How I wish I was in Halifax now

Despite no plan, life’s not what I had thought
Tangled within your chaos, now I find I am caught
Explain to me, how and what we have wrought
It’s well past time, I must decide, to stay or not

How I wish I was in Halifax now

(Prompt: Write a poem from the point of view of yourself, ten years ago.)

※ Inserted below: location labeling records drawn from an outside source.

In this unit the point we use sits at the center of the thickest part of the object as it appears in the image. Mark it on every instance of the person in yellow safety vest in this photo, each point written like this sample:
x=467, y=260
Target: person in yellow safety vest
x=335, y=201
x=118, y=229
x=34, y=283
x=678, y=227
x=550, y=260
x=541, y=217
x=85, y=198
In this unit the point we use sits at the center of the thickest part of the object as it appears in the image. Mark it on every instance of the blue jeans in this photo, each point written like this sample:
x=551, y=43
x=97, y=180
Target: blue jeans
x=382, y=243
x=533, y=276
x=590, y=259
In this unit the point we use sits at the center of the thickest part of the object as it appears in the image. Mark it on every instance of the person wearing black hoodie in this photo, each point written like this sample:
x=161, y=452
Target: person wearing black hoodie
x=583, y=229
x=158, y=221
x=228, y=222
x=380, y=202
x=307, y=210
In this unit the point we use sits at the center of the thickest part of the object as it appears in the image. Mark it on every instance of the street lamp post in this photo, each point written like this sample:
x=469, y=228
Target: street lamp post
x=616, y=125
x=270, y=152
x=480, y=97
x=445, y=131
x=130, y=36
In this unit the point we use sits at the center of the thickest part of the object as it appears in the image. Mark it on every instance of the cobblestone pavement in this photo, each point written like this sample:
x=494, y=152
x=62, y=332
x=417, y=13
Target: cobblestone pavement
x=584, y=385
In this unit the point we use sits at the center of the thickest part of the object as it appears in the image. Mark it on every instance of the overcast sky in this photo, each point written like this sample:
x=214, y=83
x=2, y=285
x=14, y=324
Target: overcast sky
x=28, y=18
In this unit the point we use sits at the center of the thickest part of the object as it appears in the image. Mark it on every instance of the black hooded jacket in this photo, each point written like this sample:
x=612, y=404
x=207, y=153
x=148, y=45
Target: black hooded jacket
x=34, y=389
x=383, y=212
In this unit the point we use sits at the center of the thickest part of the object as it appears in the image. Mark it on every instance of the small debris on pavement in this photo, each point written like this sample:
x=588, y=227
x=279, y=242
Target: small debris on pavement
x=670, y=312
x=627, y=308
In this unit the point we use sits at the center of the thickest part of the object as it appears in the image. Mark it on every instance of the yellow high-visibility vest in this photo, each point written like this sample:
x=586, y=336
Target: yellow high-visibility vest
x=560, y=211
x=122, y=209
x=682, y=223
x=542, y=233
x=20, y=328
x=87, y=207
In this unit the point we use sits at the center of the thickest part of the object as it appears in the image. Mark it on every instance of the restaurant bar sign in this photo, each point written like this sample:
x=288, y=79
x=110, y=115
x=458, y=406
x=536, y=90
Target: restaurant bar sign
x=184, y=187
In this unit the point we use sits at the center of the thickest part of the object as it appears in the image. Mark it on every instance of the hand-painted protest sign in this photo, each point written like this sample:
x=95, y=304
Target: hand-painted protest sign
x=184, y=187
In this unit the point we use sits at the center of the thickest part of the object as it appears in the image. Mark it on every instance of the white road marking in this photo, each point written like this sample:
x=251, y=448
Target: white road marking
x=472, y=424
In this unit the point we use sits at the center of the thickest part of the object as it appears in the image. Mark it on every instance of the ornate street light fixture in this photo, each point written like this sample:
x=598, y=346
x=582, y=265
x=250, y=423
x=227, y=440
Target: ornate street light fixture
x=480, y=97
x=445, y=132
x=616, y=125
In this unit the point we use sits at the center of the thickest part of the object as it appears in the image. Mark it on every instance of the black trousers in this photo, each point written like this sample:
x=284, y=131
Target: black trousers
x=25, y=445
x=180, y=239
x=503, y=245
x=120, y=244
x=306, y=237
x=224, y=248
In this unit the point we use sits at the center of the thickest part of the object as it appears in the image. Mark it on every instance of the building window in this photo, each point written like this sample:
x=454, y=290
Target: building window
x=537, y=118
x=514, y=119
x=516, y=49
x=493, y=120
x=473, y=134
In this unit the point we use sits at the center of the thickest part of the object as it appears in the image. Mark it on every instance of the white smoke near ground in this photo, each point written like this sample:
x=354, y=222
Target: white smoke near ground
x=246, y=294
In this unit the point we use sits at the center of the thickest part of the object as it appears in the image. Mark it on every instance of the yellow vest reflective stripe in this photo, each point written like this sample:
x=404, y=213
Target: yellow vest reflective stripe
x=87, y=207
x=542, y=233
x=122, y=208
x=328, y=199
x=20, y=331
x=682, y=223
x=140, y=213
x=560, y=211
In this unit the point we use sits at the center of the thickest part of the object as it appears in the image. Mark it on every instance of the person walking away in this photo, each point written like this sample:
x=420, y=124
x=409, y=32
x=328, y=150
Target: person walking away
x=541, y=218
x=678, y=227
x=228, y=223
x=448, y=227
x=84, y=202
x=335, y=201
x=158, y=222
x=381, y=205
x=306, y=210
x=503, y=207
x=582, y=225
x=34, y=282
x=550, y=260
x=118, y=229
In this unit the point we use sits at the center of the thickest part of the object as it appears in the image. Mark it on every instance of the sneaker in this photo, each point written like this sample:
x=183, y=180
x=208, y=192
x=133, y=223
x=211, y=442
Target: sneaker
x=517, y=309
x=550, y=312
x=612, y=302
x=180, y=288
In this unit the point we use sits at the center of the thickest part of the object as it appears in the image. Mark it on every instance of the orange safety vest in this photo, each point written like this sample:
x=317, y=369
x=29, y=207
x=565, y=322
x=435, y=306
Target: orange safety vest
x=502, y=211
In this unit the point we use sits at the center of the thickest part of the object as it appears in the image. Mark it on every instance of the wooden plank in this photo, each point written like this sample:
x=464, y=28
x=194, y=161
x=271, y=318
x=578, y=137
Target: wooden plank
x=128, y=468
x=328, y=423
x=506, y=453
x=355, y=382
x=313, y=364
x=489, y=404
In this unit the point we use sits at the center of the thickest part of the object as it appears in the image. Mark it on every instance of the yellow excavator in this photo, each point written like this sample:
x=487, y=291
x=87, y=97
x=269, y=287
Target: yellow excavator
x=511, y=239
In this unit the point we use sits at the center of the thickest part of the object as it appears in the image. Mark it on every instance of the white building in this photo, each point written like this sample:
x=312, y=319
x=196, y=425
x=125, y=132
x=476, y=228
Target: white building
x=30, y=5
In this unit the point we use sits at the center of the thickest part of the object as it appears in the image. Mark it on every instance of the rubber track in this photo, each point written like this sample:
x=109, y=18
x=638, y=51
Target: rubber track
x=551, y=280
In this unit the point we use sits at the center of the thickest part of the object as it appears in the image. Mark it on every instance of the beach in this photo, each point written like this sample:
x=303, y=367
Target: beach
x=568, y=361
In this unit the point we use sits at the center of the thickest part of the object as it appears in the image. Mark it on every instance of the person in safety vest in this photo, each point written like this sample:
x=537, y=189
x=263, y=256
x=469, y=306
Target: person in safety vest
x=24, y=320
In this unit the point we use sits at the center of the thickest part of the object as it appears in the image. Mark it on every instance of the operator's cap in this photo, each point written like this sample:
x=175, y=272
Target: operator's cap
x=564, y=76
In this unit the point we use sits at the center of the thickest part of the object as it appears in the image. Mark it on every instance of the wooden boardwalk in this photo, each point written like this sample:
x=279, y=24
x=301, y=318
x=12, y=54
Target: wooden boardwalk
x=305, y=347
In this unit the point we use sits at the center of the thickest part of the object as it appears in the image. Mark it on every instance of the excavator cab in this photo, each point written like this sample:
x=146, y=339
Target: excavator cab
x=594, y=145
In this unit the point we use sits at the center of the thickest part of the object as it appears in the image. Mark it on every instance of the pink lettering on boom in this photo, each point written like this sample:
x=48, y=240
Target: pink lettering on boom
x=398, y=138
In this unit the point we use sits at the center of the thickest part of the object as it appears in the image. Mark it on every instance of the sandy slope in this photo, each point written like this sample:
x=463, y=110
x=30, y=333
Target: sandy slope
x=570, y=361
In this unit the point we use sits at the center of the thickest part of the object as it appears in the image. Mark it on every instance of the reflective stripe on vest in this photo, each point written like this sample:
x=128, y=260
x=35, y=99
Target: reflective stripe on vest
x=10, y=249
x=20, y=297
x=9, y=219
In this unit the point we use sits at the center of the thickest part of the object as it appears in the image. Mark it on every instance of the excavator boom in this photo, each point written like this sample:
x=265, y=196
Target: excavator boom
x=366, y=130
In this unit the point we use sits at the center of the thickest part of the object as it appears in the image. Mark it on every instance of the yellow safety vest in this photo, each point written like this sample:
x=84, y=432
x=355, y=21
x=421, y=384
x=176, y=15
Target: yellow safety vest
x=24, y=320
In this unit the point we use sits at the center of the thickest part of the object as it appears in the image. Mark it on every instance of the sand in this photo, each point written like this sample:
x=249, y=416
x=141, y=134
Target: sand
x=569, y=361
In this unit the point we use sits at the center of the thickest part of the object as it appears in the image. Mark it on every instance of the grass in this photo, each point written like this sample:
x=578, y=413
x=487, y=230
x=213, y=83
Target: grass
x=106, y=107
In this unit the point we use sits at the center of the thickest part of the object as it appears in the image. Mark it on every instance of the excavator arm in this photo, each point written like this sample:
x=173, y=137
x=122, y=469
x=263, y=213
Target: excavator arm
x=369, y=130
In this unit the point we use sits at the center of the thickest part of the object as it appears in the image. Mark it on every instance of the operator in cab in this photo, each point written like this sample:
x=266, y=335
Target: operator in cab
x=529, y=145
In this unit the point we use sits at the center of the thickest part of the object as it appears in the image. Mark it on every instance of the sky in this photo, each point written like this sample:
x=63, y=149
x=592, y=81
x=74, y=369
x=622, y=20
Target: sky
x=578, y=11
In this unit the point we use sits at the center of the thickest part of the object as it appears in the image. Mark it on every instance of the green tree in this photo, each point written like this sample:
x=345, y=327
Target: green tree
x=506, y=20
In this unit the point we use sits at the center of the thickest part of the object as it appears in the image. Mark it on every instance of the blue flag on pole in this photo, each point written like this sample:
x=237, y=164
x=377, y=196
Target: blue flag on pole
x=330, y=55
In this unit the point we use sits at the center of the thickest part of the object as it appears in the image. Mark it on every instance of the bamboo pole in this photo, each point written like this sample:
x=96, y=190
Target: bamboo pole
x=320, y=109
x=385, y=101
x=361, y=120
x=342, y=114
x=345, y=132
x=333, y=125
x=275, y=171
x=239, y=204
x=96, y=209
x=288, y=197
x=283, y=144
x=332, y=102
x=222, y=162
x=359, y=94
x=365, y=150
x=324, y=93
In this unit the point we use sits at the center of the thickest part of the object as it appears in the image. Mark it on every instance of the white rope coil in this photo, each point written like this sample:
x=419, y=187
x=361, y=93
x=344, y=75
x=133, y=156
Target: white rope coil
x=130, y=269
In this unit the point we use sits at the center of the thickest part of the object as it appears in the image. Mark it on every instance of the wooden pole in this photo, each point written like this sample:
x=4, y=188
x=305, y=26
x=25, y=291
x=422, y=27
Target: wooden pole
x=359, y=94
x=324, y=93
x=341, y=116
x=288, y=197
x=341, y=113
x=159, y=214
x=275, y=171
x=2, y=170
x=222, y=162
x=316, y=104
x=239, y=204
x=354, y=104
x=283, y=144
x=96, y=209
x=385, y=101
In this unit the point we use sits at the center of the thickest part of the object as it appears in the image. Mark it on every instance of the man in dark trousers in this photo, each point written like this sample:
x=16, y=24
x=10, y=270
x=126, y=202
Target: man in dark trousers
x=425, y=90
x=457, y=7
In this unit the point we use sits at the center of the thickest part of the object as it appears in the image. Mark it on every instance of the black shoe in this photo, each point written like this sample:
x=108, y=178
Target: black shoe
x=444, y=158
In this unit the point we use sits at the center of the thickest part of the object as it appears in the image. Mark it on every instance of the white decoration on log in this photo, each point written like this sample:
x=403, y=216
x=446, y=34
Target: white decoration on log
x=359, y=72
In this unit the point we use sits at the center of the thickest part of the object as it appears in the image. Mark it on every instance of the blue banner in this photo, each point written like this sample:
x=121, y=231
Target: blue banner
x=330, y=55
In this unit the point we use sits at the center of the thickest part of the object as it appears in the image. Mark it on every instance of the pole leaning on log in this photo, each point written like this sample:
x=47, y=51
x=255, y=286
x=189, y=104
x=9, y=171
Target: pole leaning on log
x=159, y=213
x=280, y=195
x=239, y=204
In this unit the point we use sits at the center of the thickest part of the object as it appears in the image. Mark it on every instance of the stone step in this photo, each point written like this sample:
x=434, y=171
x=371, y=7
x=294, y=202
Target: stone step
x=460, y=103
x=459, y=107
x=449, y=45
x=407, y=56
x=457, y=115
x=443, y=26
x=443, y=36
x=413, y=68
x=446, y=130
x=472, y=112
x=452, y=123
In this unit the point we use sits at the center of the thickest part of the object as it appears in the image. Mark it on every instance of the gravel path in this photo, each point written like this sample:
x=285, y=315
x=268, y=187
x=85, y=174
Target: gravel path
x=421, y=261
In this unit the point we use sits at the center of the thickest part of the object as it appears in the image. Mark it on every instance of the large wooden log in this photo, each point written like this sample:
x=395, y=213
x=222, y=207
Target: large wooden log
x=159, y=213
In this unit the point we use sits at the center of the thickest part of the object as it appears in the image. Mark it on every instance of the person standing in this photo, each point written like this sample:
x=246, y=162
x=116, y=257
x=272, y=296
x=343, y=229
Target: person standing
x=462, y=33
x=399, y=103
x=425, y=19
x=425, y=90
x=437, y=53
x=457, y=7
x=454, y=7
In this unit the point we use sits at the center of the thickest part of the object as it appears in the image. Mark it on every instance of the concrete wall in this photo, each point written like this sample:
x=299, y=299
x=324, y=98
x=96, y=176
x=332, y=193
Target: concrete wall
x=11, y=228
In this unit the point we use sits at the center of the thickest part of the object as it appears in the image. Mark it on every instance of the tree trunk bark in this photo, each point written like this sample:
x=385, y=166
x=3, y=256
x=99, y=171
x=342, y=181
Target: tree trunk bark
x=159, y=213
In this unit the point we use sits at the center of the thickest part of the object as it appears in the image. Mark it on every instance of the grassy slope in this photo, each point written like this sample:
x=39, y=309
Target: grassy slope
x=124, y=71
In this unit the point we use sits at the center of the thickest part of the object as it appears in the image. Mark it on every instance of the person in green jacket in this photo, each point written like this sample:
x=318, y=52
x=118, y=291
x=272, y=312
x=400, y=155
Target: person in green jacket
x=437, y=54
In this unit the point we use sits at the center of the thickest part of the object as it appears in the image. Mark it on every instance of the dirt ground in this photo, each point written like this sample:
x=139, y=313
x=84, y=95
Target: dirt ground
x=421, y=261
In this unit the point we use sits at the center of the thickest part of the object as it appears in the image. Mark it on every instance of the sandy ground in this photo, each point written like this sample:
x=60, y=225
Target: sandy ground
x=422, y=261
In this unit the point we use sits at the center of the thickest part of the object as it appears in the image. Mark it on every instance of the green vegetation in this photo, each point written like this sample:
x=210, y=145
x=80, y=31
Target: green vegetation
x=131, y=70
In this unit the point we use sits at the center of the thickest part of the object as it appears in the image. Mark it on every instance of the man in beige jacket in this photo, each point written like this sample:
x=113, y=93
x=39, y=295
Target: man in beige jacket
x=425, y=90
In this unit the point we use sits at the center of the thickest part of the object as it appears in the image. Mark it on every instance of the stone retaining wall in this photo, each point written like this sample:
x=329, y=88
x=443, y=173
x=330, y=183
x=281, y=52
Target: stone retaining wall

How She Found Us (2023 Poem One)

How She Found Us                                                     after Diana Khoi Nguyen

This is how she found us
the past draped about us like a cloak

Woven unreliable memories
Tales from children who now are grown

Bound too tight to breathe
shielded from our dreams

(Prompt: Write a poem inspired by (and/or using this line) from the poem Selkie Weaning Young (Redux) by Diana Khoi Nguyen.  “This is how she found us/ the past draped about us like a cloak”)

Stardust (2022 Poem 24)

Stardust
You loved that song
I had forgotten
Until this moment
Now my heart aches

You loved daisies too
I will not forget again
I would carve it all into my palms
Before I too am
Stardust

(Prompt: Write a poem that starts and ends with the same word. It can be short, but it has to be at least five lines long. If you can’t think of your own word to start and end with here are my suggestions: hope, stardust, cheese, sleep, and shoes.)

Shantaram (2022 Poem 23)

We often dreamt of astral travels
Walked through corridors of dreams
Danced a slow waltz in Austria
And the last tango in Paris

Graced a castle in Peru
Strolled at midnight through the Louvre
Wore the Crown Jewels to breakfast
Broke bread with Elvish Kings

Flew supersonic jets into the heavens
Swam and dove through nebulae
Tiptoed on active lava flows
Ran with cheetahs and gazelles

Talked for hours with Tesla and the Buddha
Sang with Bennie and the Jets
Spoke of world peace at the Final Summit
Soothed a teething Baby Grogu

Solved for peace here on Earth
Watered, housed, fed the masses
Created consciousness spontaneously
Found everyone their soulmate

Built Stonehenge, breathed stars into being
Birthed Rasputin, Cleopatra, Elvis, and Joan
Taught Nietzsche and Superman everything they know
Do you ever think it will be our time to rest

(Prompt: Pick the title of a book that you love, that title is now the title of the poem. That poem can be about the book directly, or indirectly, or it can use the title as a jumping off point, and be about something else entirely.)